Reading with Patrick, by Michelle Kuo ’03, J.D. ’09 (Random House, $27), is a personal account of a Teach for America corps member’s engagement with a student in Arkansas—and her return to mentoring him, after she attends law school, when he is in jail for murder.

The Ruler’s Guide, by Chinghua Tang, M.B.A. ’85 (Scribner, $22). The wisdom of the great Chinese emperor Tang Taizong, made accessible for leaders today. At a time of fraught relations between the People’s Republic and the United States, 1,300 years later, perhaps one might make fresh use of the ancient leader and archer’s discovery, upon learning that he had been using flawed bows: “I really don’t know their secret. I must know even less about governing a country.”

A Description of the New York Central Park, by Clarence C. Cook, A.B. 1849 (New York University, $25). A new facsimile edition, with introduction by Maureen Meister, of the 1869 book by the art critic that provided crucial support for the famous, but embattled, Olmsted-Vaux design for New York’s brilliant park.
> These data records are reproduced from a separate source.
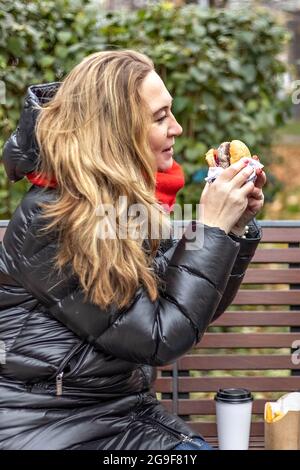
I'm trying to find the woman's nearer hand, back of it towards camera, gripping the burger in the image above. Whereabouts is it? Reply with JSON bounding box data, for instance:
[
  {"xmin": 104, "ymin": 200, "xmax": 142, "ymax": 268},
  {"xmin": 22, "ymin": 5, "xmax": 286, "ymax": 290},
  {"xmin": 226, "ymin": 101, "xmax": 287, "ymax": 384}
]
[{"xmin": 199, "ymin": 158, "xmax": 255, "ymax": 233}]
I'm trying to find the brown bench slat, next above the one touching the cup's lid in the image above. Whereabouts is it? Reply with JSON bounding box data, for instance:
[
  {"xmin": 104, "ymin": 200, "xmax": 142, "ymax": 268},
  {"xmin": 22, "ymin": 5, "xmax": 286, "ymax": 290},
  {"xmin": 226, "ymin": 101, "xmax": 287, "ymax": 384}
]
[{"xmin": 164, "ymin": 356, "xmax": 300, "ymax": 370}]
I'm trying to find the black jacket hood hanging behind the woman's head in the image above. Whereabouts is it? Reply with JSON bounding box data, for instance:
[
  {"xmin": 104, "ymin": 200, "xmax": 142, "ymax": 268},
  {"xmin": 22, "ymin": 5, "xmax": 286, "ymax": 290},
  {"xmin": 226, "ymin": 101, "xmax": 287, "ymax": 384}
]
[{"xmin": 3, "ymin": 82, "xmax": 60, "ymax": 181}]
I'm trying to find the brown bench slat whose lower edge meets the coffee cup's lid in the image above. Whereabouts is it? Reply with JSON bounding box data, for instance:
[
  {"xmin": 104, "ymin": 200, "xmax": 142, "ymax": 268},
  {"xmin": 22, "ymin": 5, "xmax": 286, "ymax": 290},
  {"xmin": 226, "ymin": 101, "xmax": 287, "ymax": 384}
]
[{"xmin": 156, "ymin": 376, "xmax": 299, "ymax": 393}]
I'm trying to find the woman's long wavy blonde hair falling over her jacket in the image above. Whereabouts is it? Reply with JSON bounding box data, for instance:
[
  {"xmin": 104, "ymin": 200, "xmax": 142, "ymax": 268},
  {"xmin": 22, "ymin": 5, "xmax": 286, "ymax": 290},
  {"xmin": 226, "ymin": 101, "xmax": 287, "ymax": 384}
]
[{"xmin": 36, "ymin": 50, "xmax": 166, "ymax": 309}]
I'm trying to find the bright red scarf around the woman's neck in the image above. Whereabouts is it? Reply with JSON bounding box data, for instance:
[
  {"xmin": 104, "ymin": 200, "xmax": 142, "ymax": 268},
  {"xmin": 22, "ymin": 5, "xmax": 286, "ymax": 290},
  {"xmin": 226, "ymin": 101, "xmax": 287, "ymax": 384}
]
[{"xmin": 26, "ymin": 160, "xmax": 184, "ymax": 212}]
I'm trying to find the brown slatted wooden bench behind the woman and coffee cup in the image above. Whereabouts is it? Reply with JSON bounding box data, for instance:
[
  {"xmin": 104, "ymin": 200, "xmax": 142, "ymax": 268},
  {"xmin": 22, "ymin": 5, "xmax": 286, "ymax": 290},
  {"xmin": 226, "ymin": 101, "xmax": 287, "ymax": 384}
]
[{"xmin": 0, "ymin": 221, "xmax": 300, "ymax": 449}]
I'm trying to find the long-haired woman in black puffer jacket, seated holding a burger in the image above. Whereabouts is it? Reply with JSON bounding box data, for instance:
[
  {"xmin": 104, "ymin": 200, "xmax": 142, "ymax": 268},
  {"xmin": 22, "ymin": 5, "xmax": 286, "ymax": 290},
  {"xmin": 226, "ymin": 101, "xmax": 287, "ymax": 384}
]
[{"xmin": 0, "ymin": 51, "xmax": 265, "ymax": 450}]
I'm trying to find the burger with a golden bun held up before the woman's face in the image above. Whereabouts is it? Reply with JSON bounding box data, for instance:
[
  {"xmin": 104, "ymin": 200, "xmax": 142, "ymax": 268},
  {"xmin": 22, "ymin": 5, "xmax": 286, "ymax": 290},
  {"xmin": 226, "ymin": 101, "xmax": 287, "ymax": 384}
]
[{"xmin": 205, "ymin": 140, "xmax": 251, "ymax": 168}]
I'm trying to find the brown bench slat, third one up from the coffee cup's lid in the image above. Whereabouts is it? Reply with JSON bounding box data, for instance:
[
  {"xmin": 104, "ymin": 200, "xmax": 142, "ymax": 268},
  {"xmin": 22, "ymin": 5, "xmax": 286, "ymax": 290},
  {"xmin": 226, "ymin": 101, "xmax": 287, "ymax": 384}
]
[{"xmin": 197, "ymin": 333, "xmax": 300, "ymax": 348}]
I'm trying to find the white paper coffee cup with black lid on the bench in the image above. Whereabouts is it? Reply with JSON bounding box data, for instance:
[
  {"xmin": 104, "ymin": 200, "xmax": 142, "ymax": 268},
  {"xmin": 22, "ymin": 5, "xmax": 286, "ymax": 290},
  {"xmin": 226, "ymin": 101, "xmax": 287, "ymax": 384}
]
[{"xmin": 215, "ymin": 388, "xmax": 253, "ymax": 450}]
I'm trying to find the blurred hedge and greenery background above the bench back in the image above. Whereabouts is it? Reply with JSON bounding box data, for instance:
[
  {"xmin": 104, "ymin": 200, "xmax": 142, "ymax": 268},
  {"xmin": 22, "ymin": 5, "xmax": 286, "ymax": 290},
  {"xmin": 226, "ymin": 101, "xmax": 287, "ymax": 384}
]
[{"xmin": 0, "ymin": 0, "xmax": 300, "ymax": 219}]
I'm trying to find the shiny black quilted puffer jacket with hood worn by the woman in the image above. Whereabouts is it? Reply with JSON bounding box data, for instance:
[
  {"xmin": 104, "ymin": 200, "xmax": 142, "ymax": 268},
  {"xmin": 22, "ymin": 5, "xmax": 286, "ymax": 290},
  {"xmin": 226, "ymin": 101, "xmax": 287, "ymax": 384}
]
[{"xmin": 0, "ymin": 84, "xmax": 259, "ymax": 450}]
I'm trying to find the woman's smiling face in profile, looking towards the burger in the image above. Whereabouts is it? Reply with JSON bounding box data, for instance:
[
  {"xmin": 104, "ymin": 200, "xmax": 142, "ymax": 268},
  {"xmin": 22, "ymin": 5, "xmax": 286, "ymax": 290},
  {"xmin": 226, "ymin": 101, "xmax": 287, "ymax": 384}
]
[{"xmin": 141, "ymin": 71, "xmax": 182, "ymax": 171}]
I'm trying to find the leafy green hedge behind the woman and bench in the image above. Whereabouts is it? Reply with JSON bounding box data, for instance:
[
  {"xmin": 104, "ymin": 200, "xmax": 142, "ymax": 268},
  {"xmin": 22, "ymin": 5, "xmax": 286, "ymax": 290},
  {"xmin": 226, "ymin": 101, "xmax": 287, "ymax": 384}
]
[{"xmin": 0, "ymin": 0, "xmax": 289, "ymax": 218}]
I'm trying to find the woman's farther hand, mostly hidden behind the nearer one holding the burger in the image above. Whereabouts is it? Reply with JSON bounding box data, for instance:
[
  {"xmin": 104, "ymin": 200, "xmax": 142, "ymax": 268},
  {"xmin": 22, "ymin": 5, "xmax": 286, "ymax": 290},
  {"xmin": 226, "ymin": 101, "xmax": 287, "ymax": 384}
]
[{"xmin": 231, "ymin": 155, "xmax": 267, "ymax": 236}]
The Imprint of Congress, by David R. Mayhew, Ph.D. ’64 (Yale, $35). The author, Sterling Professor of political science emeritus at Yale, the dean of congressional scholars, takes a sweeping view of the political role of the country’s unloved legislature, from the eighteenth century to today. About greater delegation of powers to the executive, he notes, “Unlimited, take-all-the-marbles power at the top seems a bad idea for a heterogeneous society like today’s United States.” Hear that, senators and representatives?

A Rendezvous with Death: Alan Seeger in Poetry, at War, by Chris Dickon (New Street, $24.99), is the first modern life of Seeger, A.B. 1910, the subject of the magazine’s Vita (November-December 2016, page 54), published during the centennial year of his death in battle in World War I.